Les deux hommes échangèrent une poignée de main cordiale. Ils avaient convenu de ne pas faire semblant de ne pas se connaître, le fonctionnaire considérant qu’il mentait déjà assez au quotidien. Il l’entraîna à sa suite, l’air fermé :

« Navré. J’aurais dû vous informer de la programmation de cette réunion mais nous n’avons plus de téléphone. Ces empaffés préfèrent s’étriper autour d’une tasse de thé à propos de non-sujets plutôt que de se retrousser les manches. Vous vous y ferez, vous verrez.

— Ce n’est rien, assura Aristide en lorgnant un coin de tapisserie qui menaçait de se décoller. Il fait un peu frisquet, ici. On sent que les locaux n’ont pas été pensés pour des saisons de Hiems aussi dures. Le contraste avec la Versatile a dû vous paraître saisissant !

— Assez, oui. J’espère d’ailleurs que nous aurons bientôt une solution à ce mauvais temps qui n’en finit pas. » Alvare lui adressa un coup d’œil éloquent par-dessus son épaule.

« Je l’espère aussi, répartit Aristide avec un sourire en coin avant de demander à voix basse : Comment se porte votre sœur, à ce propos ?
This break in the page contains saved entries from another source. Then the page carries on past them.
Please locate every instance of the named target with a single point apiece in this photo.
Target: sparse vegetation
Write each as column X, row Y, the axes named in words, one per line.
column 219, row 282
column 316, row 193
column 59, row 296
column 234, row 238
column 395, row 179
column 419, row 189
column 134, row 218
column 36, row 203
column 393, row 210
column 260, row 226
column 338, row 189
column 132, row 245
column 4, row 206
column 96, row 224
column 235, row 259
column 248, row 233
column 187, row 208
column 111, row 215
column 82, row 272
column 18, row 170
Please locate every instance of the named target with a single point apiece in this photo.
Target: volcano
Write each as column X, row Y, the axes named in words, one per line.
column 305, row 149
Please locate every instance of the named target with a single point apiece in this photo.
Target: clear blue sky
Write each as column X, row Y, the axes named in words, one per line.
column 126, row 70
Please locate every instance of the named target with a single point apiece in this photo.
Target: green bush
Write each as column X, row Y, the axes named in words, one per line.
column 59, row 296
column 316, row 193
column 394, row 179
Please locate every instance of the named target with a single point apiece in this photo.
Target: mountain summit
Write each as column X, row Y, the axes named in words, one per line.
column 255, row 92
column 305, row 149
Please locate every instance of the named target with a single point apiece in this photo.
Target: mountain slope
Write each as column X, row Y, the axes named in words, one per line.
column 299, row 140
— Je vous serai gré de ne pas l’évoquer conjointement avec la météo et surtout pas à portée d’oreilles indiscrètes. Certains, ici, commencent à devenir superstitieux, si vous voyez ce que je veux dire. Mais passons, grommela le sénéchal en reprenant sa marche. La perspective de cette réunion ne m’enchante pas plus que vous. Si l’on pouvait expédier cette sauterie au plus vite, j’ai peu de temps devant moi et une foultitude de choses à faire. Vous avez dû remarquer que nous sommes un peu sous l’eau, ici. Au sens solide du terme.

— J’ai bien vu, en effet. D’ailleurs, si cela ne vous dérange pas, je me propose de déblayer régulièrement les voies comme je l’ai fait en arrivant. Au moins jusqu’à ce que vous trouviez une autre solution. »
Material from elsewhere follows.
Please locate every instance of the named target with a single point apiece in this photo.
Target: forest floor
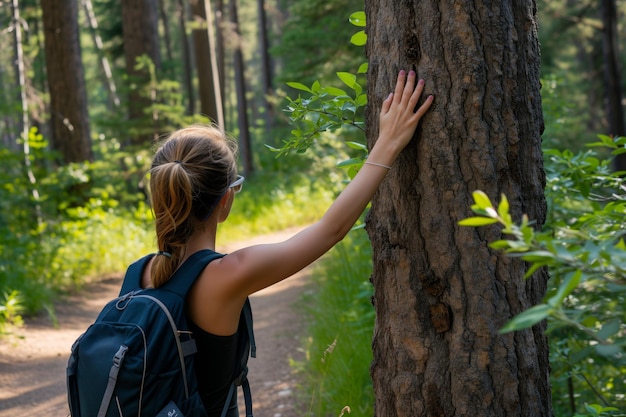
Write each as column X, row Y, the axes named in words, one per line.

Alvare se retourna et le fixa avec incrédulité. Il se pencha aussitôt sur la rampe qui bordait le passage et réclama à qui l’entendrait que l’on prît contact au plus vite avec le chef de gare pour s’assurer que la voie ferrée était bien libre. Puis il en revint à Aristide :

« Si ce que vous me dites est bien vrai, il faudra en faire part aux conseillers. Cela devrait redorer votre blason auprès de nos chers élus et de la colonelle.

— La colonelle ? Que me reproche-t-elle ?
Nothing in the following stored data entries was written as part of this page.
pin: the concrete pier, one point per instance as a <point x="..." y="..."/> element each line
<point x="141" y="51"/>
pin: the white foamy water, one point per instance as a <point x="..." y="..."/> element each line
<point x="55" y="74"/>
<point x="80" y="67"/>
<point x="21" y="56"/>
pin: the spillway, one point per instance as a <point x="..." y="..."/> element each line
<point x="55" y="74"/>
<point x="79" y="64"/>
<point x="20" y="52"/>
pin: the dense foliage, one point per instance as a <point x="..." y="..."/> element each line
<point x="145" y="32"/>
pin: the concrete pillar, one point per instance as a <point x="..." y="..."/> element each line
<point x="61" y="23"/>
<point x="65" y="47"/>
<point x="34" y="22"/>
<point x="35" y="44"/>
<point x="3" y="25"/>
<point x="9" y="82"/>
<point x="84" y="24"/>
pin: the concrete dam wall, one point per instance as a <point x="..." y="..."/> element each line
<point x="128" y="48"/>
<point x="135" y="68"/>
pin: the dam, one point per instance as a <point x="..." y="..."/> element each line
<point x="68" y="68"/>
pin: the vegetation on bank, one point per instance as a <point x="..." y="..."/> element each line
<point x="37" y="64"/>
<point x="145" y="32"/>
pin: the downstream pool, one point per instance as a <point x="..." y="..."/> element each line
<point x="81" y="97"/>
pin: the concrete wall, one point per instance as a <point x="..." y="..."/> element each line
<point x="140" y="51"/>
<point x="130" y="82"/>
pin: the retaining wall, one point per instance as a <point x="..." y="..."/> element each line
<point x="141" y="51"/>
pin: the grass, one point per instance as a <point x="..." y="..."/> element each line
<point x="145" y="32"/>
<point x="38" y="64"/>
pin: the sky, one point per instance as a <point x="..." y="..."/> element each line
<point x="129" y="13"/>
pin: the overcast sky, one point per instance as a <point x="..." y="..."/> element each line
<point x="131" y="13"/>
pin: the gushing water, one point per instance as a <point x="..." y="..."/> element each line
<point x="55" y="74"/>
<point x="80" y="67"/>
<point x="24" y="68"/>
— Elle craint sans doute que vous ne vous mêliez de ce qui ne vous regarde pas, supposa Alvare en les arrêtant devant une porte à double battants. Elle mène des opérations militaires d’ampleur, en ce moment. Ses hommes arrêtent en masse des trafiquants qui sévissent dans nos bas-fonds et profitent de notre situation pour receler des biens de première nécessité. Si vous tenez à enquêter ici, je vous conseille de rester discret, sinon vous risquez fort de l’avoir dans les pattes… Tenez, avoir Fourmi dans les pattes ! Elle est bien trouvée, celle-là, non ? » Il se gaussa tandis qu’Aristide esquissait un sourire poli. « Enfin ! Nous y voici. Tâchez d’aller droit au but, qu’on en finisse au plus vite. Ah ! Et faites attention, Wereck et Hibenquicks vont vous attendre sur d’autres sujets. La première redoute moins l’idée que vous ne veniez fureter au Vivarium que celle de vous voir vous présenter aux prochaines élections, en Ver. Le second ne digère pas la capture de Warfler et pense que vous êtes l’amant de ma sœur.

— Quoi ? Mais je ne suis…

— Nous en reparlons. Pour l’heure, il faut tout nier en bloc. Pour le Vivarium, je serais vous, je garderai le projet d’enquête secret, s’il est toutefois toujours d’actualité. Les meilleures inspections sont celles que l’on fait par surprise, croyez-en mon expérience. »

Sur ces entrefaites, Alvare ouvrit la porte et les introduisit dans la salle de réunion.